【夢のご当地オールスター・中国編】闘将・星野監督率いる桃太郎軍団

[ 2020年5月12日 05:30 ]

2003年、歓喜の胴上げで宙を舞う阪神タイガースの星野仙一監督
Photo By スポニチ

 すでに取り上げた広島を除く中国地方でドリームチームを編成してみた。岡山、鳥取、島根、山口出身のプロ野球選手をリストアップすると、投手の宝庫であることに気づかされる。

 プロ野球歴代2位の350勝投手・米田哲也(境)をはじめ、岡山からは平松政次(岡山東商)、星野仙一(倉敷商)、秋山登(岡山東)、松岡弘(倉敷商)。鳥取からは江川とのトレードで猛虎党を熱くさせた小林繁(由良育英)。島根は大野豊(出雲商)、現広島監督の佐々岡真司(浜田商)、和田毅(浜田)。山口からは池永正明(下関商)、完全試合第1号の巨人・藤本英雄(下関商)と各球団の歴代エースが顔をそろえた。抑えには津田恒実(南陽工)がいて、万全だ。

 チームを束ねる監督は、星野仙一で決まりだ。「闘将」「鉄拳」のイメージが強いが、中日、阪神、楽天でリーグ優勝を果たした手腕は光る。異なる3球団でリーグ優勝をした監督は歴代でも三原脩(巨人、西鉄、大洋)、西本幸雄(大毎、阪急、近鉄)と史上3人しかいない。

 阪神では「勝ちたいんや」のスローガンの下、選手だけでなく、フロント、本社の意識も変え、03年のリーグ優勝に導いた。9月15日の広島戦(甲子園)でサヨナラ安打を放った赤星憲広を抱きしめて、出迎えたシーンは阪神の名場面のひとつだ。

 星野監督以下、エースは勝ち星最多の米田。プロ野球歴代2位の949試合に登板し、通算先発626登板は日本記録。ガソリンタンクと呼ばれたタフな右腕だった。捕手は近鉄の西本門下生の梨田昌孝(浜田)。コロナウイルスとの闘いを克服した姿を、グラウンドで待ちたい。

 DHに入った藤井勇(鳥取中)はタイガースの初代メンバー。職業野球がスタートした36年5月、セネタース戦で左中間にランニング本塁打。これが日本プロ野球第1号として記録に残っている。戦後は阪神の打撃コーチとして田淵幸一も指導した。三宅秀史(南海)は阪神の名三塁手。吉田義男との三遊間コンビで、62、64年のリーグ優勝に貢献している。

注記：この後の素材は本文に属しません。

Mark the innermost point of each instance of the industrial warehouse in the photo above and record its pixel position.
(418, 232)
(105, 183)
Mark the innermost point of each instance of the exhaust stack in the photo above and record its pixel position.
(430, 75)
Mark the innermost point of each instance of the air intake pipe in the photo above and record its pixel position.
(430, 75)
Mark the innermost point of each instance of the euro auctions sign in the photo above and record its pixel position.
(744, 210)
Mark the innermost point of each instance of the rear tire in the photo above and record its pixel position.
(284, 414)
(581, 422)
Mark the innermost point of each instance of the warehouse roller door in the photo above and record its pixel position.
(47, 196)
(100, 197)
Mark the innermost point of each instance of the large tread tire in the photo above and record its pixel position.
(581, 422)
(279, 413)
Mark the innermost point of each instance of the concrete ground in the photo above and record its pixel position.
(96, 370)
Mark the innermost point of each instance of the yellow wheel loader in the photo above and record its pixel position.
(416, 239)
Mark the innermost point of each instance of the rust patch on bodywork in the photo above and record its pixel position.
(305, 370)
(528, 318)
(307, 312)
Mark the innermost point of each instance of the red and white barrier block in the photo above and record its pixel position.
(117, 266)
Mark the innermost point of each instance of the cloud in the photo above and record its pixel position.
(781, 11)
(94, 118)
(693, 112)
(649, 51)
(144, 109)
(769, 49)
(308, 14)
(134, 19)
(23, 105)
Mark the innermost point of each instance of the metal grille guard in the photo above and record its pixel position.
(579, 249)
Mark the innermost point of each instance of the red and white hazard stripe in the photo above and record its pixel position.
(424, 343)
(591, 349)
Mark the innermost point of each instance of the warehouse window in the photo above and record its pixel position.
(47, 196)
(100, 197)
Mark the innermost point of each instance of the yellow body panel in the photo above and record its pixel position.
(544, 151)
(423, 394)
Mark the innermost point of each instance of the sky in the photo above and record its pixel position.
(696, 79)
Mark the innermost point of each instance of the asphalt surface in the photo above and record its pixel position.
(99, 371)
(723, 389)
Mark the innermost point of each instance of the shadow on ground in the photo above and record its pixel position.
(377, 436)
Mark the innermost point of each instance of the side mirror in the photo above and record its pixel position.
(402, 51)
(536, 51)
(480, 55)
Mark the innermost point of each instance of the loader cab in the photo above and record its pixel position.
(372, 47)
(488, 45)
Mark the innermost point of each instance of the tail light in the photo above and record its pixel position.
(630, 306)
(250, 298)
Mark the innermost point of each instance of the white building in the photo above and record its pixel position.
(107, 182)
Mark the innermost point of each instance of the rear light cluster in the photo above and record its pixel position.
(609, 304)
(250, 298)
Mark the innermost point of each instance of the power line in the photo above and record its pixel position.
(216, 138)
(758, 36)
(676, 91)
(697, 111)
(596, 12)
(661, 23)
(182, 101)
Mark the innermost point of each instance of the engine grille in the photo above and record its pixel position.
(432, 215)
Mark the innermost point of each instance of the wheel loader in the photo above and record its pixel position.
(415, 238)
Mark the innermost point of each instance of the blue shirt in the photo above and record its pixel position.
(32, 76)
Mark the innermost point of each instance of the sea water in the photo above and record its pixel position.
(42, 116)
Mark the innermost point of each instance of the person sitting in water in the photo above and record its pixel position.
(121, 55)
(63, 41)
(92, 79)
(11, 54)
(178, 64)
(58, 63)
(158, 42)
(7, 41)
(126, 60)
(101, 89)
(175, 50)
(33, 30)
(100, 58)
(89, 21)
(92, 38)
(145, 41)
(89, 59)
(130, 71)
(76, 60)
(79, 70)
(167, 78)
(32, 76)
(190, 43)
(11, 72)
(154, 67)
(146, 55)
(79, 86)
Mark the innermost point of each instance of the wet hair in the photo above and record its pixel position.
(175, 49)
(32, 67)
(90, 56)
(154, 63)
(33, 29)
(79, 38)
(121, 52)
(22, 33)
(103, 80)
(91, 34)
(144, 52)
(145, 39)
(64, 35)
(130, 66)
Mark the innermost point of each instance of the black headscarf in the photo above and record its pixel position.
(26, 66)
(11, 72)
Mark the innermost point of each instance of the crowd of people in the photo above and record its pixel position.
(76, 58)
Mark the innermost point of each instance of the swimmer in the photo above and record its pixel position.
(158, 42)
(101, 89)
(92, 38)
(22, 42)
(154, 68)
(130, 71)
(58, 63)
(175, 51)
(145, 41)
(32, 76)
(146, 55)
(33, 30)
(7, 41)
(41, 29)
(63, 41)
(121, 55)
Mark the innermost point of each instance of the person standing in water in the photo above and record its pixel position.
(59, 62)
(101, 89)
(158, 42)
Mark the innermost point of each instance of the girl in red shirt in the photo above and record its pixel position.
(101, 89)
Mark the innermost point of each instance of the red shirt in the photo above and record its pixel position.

 92年に八木裕(岡山東商)の一打が幻となっていなかったら、阪神の歴史は変わっていた。9月11日のヤクルトとの首位攻防戦で、9回2死一塁からの打球は左中間フェンス下部のラバークッションに当たってスタンドに入った。一度は本塁打と判定されたが、野村克也監督の抗議で「エンタイトル二塁打」に判定は覆った。試合時間6時間26分(うち中断37分)は日本プロ野球史上最長試合だ。同郷の大杉勝男(関西)も78年の阪急との日本シリーズ第7戦の本塁打を巡り、上田利治監督の1時間19分に及ぶ抗議の引き金になった打者だ。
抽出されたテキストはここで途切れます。